Enfin une lecture plus globale pose la question de la potentielle valeur ajoutée de la CHIP en considérant les différentes options thérapeutiques dont l’offre s’est considérablement enrichie ces dernières années. Après l’avènement du Bevacizumab dont le bénéfice en gain de PFS est similaire à celui annoncé par Van Driel avec la CHP (autour de 4 mois), l’arrivée des inhibiteurs de PARP modifient en profondeur nos pratiques avec des gains en terme de survie globales et sans récidives d’une autre dimension: réduction de 70% du risque de récidive et de décès chez les patientes mutées BRCA sous Olaparib. Les autres inhibiteurs de PARP ainsi que les immunothérapies viennent compléter un ensemble de nouvelles thérapies dont les associations vont très probablement se révéler encore plus efficaces

Devant cette révolution qui galope, quelles sont les situations ou la CHIP pourrait s’avérer bénéfique ? L’essai de Van Driel conclut à un bénéfice de la CHIP uniquement pour les séreux de haut grade après chimiothérapie néoadjuvante pour lesquels les inhibiteurs de PARP s’installent comme une référence avec un bénéfice incomparable au moins chez les patientes mutées. Pour les autres histologies  (cellules claires, mucineux…..) nous n’avons pas de données pour évaluer la CHIP.

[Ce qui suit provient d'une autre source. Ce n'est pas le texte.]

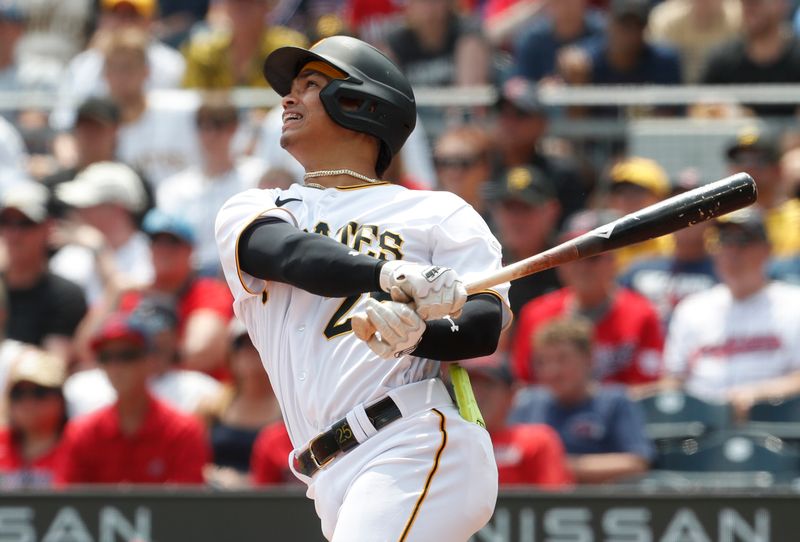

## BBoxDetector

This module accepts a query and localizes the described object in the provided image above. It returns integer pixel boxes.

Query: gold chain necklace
[303,169,381,190]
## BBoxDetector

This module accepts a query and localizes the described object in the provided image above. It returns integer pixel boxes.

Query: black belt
[294,397,403,476]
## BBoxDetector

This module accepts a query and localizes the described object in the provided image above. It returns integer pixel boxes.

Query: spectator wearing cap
[648,0,742,84]
[98,28,200,190]
[484,166,561,316]
[619,170,719,329]
[114,209,233,376]
[41,97,154,219]
[0,347,67,491]
[156,95,265,276]
[664,207,800,418]
[562,0,681,91]
[512,210,664,392]
[512,0,605,82]
[700,0,800,116]
[64,297,221,418]
[605,156,673,273]
[462,354,572,488]
[433,124,493,217]
[50,0,186,132]
[493,77,590,221]
[0,182,86,360]
[510,317,655,484]
[199,318,280,487]
[50,162,153,304]
[57,313,209,484]
[726,125,800,258]
[182,0,308,90]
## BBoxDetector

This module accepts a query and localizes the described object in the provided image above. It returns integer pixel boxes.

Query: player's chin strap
[303,169,382,188]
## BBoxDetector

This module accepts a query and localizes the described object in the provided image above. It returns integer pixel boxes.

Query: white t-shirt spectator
[117,99,200,188]
[50,40,186,131]
[64,368,222,418]
[50,232,153,305]
[664,282,800,401]
[156,158,266,275]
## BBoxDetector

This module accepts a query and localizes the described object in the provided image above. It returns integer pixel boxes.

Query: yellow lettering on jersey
[352,224,378,258]
[378,231,404,260]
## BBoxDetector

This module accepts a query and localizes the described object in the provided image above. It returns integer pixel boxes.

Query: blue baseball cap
[142,209,195,245]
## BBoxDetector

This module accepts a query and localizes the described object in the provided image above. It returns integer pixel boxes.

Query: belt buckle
[308,433,336,469]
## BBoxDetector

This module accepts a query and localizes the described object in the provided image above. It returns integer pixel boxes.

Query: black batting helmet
[264,36,417,174]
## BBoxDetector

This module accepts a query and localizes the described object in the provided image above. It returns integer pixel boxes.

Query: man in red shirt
[250,420,299,486]
[57,313,210,484]
[512,211,664,385]
[462,354,572,487]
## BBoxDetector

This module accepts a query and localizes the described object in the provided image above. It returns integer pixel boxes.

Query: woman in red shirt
[0,348,67,489]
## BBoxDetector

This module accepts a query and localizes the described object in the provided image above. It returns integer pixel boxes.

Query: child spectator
[462,354,572,488]
[200,318,280,487]
[512,211,664,386]
[0,348,67,490]
[57,313,209,484]
[510,318,655,483]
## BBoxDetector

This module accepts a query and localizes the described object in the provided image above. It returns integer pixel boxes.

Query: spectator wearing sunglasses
[64,296,222,418]
[664,207,800,419]
[198,318,280,487]
[433,124,493,218]
[0,347,67,490]
[156,94,266,276]
[726,126,800,258]
[78,209,233,377]
[57,313,209,484]
[0,182,86,366]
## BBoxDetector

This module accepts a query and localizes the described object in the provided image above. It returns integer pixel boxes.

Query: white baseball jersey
[664,282,800,401]
[216,183,510,448]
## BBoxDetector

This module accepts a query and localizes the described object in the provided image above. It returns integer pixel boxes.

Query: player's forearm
[413,294,503,361]
[238,219,383,297]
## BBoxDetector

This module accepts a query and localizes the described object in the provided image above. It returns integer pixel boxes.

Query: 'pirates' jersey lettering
[216,184,510,447]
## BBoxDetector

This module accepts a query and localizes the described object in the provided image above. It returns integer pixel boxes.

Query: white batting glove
[366,298,426,358]
[380,260,467,320]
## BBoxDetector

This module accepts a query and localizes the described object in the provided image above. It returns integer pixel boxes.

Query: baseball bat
[352,172,757,340]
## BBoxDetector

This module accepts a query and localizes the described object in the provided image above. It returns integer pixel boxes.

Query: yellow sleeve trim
[233,207,297,295]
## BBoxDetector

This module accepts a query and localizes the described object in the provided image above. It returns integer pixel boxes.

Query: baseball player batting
[216,36,510,542]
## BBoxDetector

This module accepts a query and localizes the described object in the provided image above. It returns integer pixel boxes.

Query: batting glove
[366,298,426,358]
[380,260,467,320]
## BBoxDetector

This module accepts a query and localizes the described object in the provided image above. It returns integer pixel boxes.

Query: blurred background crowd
[0,0,800,490]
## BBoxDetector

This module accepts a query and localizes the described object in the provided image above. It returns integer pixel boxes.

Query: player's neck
[303,167,381,188]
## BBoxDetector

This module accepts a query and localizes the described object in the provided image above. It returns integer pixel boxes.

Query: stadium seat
[638,390,731,444]
[655,431,800,480]
[745,397,800,444]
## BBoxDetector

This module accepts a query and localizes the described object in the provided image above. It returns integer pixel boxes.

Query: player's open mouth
[283,111,303,130]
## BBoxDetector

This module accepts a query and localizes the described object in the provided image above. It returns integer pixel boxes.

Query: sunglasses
[97,349,144,365]
[8,386,61,401]
[0,218,39,230]
[433,154,483,169]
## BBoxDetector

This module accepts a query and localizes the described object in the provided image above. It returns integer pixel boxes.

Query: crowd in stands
[0,0,800,490]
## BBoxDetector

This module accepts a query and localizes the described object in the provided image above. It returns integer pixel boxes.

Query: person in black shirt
[700,0,800,116]
[0,182,86,366]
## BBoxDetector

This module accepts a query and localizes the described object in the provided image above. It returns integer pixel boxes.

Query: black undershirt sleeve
[237,218,503,361]
[237,218,385,297]
[413,294,503,361]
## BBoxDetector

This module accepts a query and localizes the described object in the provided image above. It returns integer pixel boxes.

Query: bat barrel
[574,172,757,258]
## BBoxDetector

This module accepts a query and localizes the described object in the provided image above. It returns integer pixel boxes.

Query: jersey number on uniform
[322,292,391,339]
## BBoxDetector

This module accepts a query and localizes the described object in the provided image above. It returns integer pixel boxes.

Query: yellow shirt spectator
[183,26,308,89]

La CHIP peut assurément apporter un bénéfice à certaines patientes que nous ne savons malheureusement pas à l’heure actuelle identifiée.  L’avenir de la CHIP (si il y en un) repose assurément sur des « basket trial » qui proposerait la CHIP en cas de mutation identifiée qui rendrait la carcinose «ultra- sensible » à l’approche intra-péritonéale avec hyperthermie.